An El Niño (La Niña) Alert is issued when a clear warming (cooling) trend has been observed in the Niño 3 or Niño 3.4 regions of the Pacific during the past three to six months, trade winds have been weaker (stronger) than average in the western or central equatorial Pacific Ocean during two of the last three months, the two-month average SOI is -7 (7) or lower (higher), and a majority of surveyed climate models show sustained warming (cooling) to at least 0.8˚C (-0.8˚C) in the Niño 3 or Niño 3.4 regions by late winter or spring.

El Niño (La Niña) conditions are said to be occurring when sea surface temperatures in the Niño 3 or Niño 3.4 regions of the Pacific are 0.8˚C (-0.8˚C) warmer (cooler) than average, trade winds have been weaker (stronger) than average in the western or central equatorial Pacific during any three of the last four months, the three-month SOI is -7 (7) or lower (higher), and a majority of surveyed climate models show sustained warming (cooling) to at least 0.8˚C (-0.8˚C) above (below) average in the Niño 3 or Niño 3.4 regions of the Pacific until the end of the year. Source.

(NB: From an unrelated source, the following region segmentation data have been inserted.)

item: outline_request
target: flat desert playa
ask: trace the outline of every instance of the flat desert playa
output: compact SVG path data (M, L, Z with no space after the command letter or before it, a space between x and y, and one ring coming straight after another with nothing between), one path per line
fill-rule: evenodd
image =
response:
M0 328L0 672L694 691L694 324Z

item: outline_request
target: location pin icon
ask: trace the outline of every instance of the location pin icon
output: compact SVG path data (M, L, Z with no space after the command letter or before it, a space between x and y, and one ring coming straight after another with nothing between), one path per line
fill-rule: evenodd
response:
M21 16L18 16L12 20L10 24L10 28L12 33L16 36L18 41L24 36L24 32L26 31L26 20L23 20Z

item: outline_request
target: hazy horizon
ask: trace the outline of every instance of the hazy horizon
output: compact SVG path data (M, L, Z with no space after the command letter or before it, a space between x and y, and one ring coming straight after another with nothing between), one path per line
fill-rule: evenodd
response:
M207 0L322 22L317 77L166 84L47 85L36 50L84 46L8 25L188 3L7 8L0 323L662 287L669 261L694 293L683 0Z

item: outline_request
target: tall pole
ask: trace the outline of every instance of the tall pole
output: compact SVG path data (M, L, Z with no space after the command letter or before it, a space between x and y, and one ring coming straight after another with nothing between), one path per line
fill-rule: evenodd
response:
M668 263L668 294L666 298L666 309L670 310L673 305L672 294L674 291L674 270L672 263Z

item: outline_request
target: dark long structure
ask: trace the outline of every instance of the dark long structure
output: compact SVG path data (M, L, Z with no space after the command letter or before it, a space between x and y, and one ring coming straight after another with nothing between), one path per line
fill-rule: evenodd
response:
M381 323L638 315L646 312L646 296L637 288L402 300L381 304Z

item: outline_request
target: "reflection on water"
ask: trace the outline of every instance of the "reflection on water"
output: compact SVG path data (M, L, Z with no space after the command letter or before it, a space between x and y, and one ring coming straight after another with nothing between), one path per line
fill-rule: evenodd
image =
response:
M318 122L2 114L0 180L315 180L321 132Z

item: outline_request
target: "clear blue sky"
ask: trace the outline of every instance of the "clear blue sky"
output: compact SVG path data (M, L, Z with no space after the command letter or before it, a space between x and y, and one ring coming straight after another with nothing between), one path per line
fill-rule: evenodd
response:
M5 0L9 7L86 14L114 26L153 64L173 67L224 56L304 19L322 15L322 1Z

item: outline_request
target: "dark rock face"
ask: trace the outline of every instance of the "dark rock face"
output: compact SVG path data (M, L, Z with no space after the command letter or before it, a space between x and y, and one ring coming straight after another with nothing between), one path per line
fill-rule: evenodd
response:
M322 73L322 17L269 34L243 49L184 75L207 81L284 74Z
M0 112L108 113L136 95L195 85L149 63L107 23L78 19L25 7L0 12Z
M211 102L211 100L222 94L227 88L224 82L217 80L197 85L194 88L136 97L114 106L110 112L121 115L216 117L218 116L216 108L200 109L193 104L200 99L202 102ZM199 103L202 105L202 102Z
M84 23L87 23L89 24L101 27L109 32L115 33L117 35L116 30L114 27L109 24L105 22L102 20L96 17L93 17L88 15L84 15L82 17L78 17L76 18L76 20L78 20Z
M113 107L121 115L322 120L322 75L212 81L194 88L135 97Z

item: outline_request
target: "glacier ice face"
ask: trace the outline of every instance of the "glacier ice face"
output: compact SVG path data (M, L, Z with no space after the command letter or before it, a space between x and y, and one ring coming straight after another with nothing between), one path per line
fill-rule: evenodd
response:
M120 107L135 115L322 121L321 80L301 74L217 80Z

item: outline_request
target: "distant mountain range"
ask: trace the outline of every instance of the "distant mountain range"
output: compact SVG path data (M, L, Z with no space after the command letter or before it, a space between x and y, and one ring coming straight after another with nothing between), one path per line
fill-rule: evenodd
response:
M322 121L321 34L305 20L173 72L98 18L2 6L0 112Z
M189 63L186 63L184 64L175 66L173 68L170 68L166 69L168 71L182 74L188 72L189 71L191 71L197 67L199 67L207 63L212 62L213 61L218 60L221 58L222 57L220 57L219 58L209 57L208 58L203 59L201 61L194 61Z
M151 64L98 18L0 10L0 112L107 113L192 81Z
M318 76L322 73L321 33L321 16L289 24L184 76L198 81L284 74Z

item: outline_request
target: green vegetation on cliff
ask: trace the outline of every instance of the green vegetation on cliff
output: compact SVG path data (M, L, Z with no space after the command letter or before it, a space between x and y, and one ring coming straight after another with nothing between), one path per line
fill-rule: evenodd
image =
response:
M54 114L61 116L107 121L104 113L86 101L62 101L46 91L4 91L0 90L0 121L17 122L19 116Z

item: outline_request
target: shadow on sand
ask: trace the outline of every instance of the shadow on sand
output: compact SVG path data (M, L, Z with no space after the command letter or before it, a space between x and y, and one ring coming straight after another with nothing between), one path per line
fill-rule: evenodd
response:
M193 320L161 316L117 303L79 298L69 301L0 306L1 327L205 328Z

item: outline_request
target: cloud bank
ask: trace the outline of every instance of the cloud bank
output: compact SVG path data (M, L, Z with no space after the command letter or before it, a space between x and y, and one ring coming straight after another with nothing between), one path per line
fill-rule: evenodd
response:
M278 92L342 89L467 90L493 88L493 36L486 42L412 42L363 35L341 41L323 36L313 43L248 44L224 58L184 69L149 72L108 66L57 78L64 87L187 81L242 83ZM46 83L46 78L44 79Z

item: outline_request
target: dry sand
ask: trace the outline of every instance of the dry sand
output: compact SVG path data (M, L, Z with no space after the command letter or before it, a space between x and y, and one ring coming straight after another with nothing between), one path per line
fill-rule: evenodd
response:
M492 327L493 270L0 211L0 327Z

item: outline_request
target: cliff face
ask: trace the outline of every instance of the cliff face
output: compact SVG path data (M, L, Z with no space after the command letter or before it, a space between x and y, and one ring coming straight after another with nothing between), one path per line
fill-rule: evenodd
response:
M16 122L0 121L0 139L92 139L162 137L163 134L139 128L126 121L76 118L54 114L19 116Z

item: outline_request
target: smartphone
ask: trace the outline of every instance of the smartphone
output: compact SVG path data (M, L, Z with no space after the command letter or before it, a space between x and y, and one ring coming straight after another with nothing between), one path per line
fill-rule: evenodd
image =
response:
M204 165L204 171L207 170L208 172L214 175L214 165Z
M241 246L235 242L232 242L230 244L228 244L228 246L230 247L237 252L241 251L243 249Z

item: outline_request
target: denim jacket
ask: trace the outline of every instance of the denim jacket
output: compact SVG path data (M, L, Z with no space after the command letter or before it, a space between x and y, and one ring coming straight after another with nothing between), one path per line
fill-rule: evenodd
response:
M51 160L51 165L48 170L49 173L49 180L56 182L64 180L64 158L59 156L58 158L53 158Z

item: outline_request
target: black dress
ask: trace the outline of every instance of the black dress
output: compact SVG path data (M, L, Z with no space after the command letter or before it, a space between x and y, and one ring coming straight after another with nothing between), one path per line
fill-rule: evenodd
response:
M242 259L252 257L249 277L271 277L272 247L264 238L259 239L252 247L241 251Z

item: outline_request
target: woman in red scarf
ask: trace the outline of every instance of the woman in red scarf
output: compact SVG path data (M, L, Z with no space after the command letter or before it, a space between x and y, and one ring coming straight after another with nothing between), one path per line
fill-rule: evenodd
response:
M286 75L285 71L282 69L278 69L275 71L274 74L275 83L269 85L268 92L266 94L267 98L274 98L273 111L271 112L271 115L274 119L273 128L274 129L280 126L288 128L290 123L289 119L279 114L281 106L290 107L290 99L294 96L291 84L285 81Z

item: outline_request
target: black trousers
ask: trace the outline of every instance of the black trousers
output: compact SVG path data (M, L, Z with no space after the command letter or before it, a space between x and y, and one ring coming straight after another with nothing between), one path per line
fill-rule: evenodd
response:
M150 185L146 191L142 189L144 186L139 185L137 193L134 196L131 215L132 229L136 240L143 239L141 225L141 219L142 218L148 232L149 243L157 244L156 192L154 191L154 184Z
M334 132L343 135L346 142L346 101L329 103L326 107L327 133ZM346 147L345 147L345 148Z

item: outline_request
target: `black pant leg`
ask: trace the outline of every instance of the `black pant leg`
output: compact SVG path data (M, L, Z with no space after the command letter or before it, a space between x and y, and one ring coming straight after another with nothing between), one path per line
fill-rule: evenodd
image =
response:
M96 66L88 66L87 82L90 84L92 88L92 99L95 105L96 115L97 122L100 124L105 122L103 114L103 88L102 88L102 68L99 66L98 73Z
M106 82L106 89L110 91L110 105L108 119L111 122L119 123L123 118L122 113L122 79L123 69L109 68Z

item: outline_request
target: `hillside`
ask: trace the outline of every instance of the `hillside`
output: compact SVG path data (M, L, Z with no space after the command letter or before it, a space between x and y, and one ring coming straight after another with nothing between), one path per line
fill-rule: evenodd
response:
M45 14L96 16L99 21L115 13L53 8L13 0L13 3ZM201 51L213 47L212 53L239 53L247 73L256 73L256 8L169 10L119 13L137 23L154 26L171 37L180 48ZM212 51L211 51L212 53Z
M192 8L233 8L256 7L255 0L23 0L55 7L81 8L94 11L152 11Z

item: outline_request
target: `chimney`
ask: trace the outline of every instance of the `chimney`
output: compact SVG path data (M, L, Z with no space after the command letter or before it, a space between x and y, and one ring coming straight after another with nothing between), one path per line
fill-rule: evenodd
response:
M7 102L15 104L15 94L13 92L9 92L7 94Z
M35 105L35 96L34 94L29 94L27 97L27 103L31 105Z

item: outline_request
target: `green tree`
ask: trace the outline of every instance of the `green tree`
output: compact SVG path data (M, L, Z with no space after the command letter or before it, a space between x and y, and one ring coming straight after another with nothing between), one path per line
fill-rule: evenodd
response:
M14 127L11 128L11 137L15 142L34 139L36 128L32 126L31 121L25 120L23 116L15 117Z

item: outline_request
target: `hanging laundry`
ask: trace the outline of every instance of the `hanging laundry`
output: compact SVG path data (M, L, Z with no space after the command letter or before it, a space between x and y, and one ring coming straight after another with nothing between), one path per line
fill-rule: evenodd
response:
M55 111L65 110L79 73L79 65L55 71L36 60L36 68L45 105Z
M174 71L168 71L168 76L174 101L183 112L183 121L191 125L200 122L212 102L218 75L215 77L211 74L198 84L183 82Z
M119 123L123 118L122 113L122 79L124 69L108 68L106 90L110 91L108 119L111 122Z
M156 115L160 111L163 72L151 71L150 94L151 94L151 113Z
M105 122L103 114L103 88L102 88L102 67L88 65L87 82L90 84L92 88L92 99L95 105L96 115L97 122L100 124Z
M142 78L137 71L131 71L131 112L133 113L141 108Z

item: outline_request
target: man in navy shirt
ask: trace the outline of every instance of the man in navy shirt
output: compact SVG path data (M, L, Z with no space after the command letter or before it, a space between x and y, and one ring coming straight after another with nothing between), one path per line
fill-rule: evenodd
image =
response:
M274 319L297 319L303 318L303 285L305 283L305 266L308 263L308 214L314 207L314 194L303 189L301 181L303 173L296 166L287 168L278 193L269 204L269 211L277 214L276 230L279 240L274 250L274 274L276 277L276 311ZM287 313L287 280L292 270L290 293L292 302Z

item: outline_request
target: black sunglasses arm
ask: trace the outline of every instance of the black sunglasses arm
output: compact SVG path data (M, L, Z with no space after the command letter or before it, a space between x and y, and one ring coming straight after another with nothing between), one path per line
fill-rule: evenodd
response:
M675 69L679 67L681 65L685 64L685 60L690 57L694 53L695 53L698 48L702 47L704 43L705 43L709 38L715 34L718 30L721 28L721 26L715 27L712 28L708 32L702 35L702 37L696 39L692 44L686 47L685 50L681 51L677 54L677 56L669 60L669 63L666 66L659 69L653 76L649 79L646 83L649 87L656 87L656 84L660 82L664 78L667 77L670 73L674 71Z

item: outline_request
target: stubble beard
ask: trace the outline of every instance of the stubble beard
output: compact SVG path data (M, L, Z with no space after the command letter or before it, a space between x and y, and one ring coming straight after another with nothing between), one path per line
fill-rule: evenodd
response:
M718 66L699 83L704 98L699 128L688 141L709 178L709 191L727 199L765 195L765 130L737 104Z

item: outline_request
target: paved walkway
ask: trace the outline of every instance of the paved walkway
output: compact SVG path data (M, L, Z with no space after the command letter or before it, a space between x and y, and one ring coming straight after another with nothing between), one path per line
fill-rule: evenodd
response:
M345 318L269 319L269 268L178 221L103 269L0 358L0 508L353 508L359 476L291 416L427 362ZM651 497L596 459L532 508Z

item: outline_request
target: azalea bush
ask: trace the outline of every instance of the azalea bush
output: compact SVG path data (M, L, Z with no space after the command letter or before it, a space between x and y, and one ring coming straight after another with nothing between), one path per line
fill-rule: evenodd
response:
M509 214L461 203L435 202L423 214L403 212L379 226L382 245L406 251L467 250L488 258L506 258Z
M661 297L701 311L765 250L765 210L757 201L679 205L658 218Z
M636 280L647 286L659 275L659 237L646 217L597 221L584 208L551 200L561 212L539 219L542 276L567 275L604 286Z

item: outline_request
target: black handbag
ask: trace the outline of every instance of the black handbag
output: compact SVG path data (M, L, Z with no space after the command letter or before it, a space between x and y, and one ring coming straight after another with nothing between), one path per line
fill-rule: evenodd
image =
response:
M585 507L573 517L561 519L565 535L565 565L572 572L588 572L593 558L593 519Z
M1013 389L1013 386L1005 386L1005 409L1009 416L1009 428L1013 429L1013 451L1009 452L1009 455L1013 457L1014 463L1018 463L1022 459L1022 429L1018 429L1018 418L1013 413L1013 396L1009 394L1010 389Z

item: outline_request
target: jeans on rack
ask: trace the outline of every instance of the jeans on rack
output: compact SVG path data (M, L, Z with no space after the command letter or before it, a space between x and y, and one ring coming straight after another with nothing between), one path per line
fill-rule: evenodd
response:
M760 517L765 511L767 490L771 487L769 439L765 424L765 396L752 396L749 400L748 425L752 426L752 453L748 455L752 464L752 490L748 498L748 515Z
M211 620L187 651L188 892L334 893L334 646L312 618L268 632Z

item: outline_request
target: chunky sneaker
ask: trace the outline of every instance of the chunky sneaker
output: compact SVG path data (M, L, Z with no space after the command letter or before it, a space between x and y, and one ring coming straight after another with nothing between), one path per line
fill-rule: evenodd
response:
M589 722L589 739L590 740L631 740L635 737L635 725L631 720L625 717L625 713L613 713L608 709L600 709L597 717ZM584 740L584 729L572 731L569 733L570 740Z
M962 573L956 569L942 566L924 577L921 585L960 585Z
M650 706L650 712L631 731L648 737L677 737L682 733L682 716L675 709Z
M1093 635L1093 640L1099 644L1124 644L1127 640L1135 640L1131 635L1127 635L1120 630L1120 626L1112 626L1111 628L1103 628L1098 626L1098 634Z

National Oceanic and Atmospheric Administration (NOAA): El Niño (La Niña) conditions exist when a one-month positive (negative) sea surface temperature anomaly of 0.5˚C (-0.5˚C) or greater is observed in the Niño 3.4 region of the equatorial Pacific Ocean, an expectation that the 3-month Oceanic Niño Index threshold will be met, and an atmospheric response typically associated with El Niño (La Niña) is observed over the equatorial Pacific Ocean. An El Niño or La Niña Watch is issued when conditions are favourable for the development of El Niña or La Niña conditions within the next six months while an El Niño or La Niña Advisory is issued when El Niño or La Niña conditions are observed and expected to continue. Source.